Words are powerful. They can make or break a piece of writing. The right words can shape your text into something powerful or reduce it to cosmic failure. Word choice involves repetition and complexity of meaning that can either enhance a piece or destroy it.
That’s not to say that you should spend hours looking for just the right word. There is balance to the process. Get the thought out first and then revise it to find the right words. The right words are not those that are rarely strung together in sentences. They are the right words for the job they have to do. Always remember writing has a job to do and that job is to communicate clearly. I’m currently revising a novel where I have two instances of two character’s names in one scene. One instance of one of the character names has the job of informing the reader who is in the scene. The other is near the end of the scene and it just feels right that it is there. I left both instances of that name in place because otherwise I would have gotten tangled up in pronouns. The other name has one instance establishing who the characters are talking about. The other is also keeping the scene clear and out of a ball of tangled instances of the pronoun, he. Sometimes you just have to repeat words.
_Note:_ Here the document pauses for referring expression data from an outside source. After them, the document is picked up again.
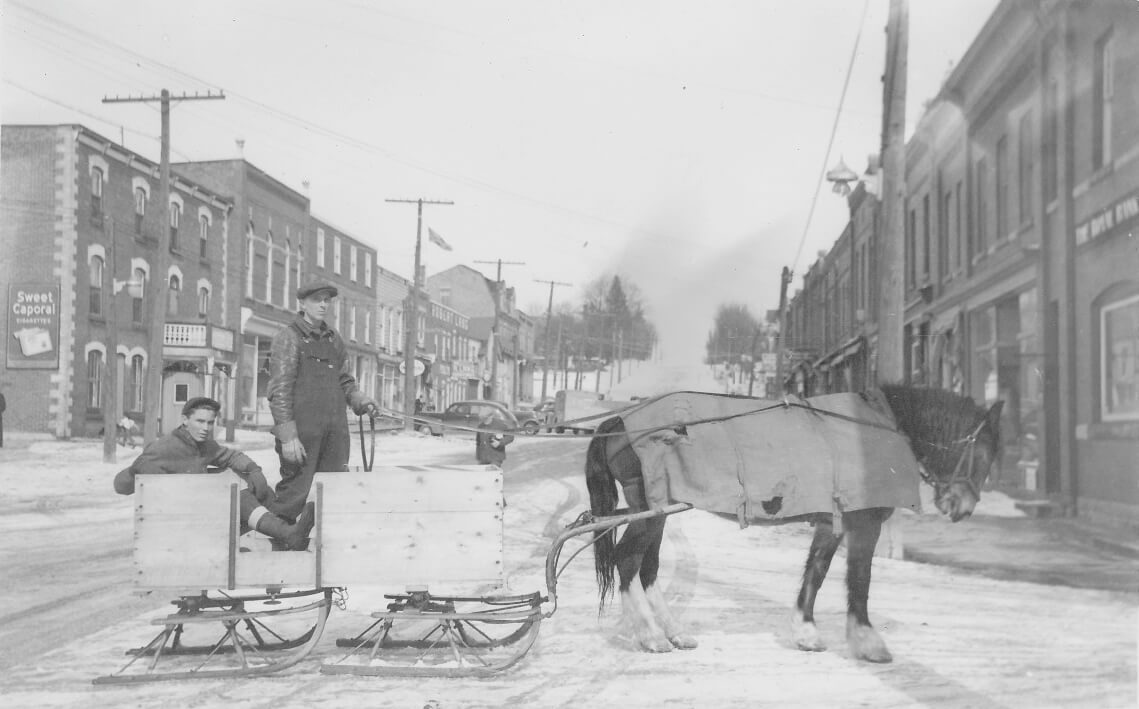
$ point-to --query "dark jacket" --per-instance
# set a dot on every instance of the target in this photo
(283, 371)
(490, 441)
(179, 454)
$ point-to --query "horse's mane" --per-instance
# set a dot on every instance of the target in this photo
(934, 415)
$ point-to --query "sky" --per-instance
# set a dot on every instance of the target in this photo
(679, 145)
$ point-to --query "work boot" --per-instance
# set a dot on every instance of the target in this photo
(288, 537)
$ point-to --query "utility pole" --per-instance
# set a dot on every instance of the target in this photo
(411, 314)
(891, 302)
(162, 263)
(492, 350)
(549, 311)
(781, 350)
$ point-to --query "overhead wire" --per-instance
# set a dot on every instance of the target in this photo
(830, 141)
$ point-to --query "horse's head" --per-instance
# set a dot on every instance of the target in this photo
(956, 442)
(959, 469)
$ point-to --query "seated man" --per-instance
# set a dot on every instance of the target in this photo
(490, 441)
(190, 448)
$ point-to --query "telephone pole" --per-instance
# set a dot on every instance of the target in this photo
(549, 312)
(156, 340)
(411, 314)
(492, 350)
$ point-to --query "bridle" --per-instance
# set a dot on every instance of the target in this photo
(964, 470)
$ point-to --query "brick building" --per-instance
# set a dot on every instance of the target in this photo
(80, 220)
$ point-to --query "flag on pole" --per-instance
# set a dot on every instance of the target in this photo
(435, 238)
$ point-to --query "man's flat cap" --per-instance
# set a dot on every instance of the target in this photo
(316, 286)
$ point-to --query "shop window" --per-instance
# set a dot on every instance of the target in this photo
(95, 276)
(1119, 355)
(95, 379)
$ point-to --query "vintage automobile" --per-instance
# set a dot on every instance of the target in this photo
(463, 415)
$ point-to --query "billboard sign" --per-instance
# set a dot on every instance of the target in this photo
(33, 326)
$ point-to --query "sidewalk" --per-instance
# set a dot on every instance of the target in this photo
(1001, 542)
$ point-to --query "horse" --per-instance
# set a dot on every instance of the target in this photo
(955, 441)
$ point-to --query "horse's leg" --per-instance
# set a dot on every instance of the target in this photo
(637, 612)
(862, 640)
(824, 545)
(648, 575)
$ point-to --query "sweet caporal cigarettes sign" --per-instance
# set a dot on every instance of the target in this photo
(33, 326)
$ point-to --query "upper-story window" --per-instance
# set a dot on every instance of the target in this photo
(175, 287)
(175, 221)
(97, 178)
(203, 235)
(1024, 168)
(1103, 91)
(139, 209)
(95, 276)
(137, 309)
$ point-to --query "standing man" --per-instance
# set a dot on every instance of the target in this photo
(309, 385)
(190, 449)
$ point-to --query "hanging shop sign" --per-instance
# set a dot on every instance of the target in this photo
(1123, 212)
(33, 326)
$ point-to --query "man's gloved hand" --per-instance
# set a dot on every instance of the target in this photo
(293, 451)
(366, 405)
(260, 486)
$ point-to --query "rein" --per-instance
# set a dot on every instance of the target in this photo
(963, 472)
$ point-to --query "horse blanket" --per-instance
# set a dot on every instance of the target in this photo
(838, 453)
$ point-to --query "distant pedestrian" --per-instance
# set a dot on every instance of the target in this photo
(125, 430)
(491, 440)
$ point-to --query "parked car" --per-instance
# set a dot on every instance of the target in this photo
(467, 414)
(529, 421)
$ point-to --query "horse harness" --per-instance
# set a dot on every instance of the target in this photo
(963, 472)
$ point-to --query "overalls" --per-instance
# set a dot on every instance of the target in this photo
(321, 424)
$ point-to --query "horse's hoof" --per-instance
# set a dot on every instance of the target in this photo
(656, 644)
(866, 644)
(806, 636)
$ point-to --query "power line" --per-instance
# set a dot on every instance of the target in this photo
(830, 141)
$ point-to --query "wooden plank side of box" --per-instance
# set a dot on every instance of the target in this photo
(181, 530)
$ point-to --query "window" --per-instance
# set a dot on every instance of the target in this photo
(925, 236)
(175, 220)
(96, 192)
(981, 192)
(203, 235)
(911, 226)
(1051, 141)
(175, 286)
(138, 374)
(139, 209)
(95, 276)
(137, 310)
(1119, 347)
(1101, 94)
(1001, 187)
(1024, 168)
(95, 379)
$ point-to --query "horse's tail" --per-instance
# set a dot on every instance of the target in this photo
(603, 500)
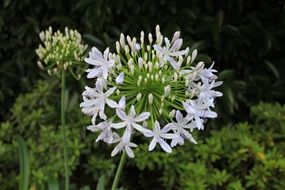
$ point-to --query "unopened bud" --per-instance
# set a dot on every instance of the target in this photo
(172, 113)
(118, 46)
(150, 98)
(167, 90)
(138, 97)
(194, 55)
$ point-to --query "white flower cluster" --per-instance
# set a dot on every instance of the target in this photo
(60, 51)
(152, 89)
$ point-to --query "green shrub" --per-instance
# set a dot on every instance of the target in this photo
(243, 156)
(248, 155)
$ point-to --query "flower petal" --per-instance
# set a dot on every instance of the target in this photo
(152, 144)
(165, 146)
(142, 117)
(112, 103)
(129, 152)
(118, 125)
(120, 78)
(121, 114)
(138, 127)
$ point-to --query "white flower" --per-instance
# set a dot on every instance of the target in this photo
(131, 119)
(208, 74)
(170, 51)
(106, 131)
(198, 110)
(206, 93)
(159, 81)
(181, 127)
(120, 78)
(159, 135)
(102, 63)
(95, 100)
(125, 144)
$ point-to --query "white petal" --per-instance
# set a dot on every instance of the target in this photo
(179, 116)
(116, 150)
(93, 73)
(132, 112)
(142, 117)
(93, 128)
(122, 102)
(112, 103)
(169, 135)
(129, 152)
(152, 144)
(121, 114)
(158, 48)
(102, 115)
(138, 127)
(168, 127)
(118, 125)
(120, 78)
(165, 146)
(157, 126)
(110, 91)
(148, 133)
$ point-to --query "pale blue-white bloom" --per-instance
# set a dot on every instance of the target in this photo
(158, 135)
(170, 51)
(120, 78)
(125, 143)
(102, 63)
(106, 133)
(154, 79)
(95, 99)
(131, 119)
(181, 127)
(198, 110)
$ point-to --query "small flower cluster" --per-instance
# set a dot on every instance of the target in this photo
(154, 89)
(60, 51)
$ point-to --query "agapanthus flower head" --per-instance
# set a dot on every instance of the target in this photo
(151, 88)
(60, 50)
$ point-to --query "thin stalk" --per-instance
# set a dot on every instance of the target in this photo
(64, 129)
(119, 171)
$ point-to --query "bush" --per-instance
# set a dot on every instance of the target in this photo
(248, 155)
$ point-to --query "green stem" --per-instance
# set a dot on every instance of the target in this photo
(119, 171)
(64, 129)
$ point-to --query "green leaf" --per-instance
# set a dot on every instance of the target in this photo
(272, 68)
(53, 184)
(24, 164)
(101, 183)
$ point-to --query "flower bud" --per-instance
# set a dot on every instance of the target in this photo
(167, 90)
(150, 98)
(194, 55)
(138, 97)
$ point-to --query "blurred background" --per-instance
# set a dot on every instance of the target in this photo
(243, 148)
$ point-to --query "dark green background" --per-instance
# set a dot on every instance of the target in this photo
(245, 39)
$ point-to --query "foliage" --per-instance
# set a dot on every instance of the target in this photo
(243, 156)
(248, 155)
(35, 117)
(243, 37)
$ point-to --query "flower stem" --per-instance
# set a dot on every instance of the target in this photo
(64, 129)
(119, 171)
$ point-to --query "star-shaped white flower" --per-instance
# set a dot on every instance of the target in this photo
(106, 134)
(207, 94)
(198, 110)
(95, 99)
(159, 135)
(103, 64)
(181, 127)
(125, 144)
(131, 119)
(170, 51)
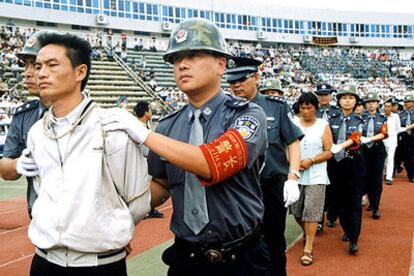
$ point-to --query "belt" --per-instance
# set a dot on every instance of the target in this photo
(218, 253)
(102, 258)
You also don’t want to use too many synonyms for a word. In the scene I mention above one character tried to cast a spell on another character and it didn’t work. She is talking to her teacher about why the incantation didn’t work. I’ve used two synonyms there, spell and incantation, because in the context those words are interchangeable. I could have used the word hex, but that carries a negative connotation that I didn’t want. I need a way to talk about the spell without mentioning what it is. Word choice is important.
Each piece is different. In that story, one of the minor characters is a child. I have to make sure that her dialog is neither too old for her or two young. It’s a fine line and it has been a long time since I was twelve. I keep her sentences short and simple, with shorter, more common words. I examine each line of her dialog to ensure that she isn’t talking baby talk while at the same time she doesn’t sound like a college professor. My word choice for her is both complicated and easy. Reading the work aloud lets me hear the dialog to determine if it is pompous or baby talk.
That’s the best way to do it, just read the text aloud or have your computer read it to you. Listen with your eyes closed and you will see your characters. You will also hear words that may not be quite right in the text. Change them and do the reading again. It really is the best way to revise your word choices. It’s also good for finding typos. Rewrite anything that sounds wrong or pompous. Good luck.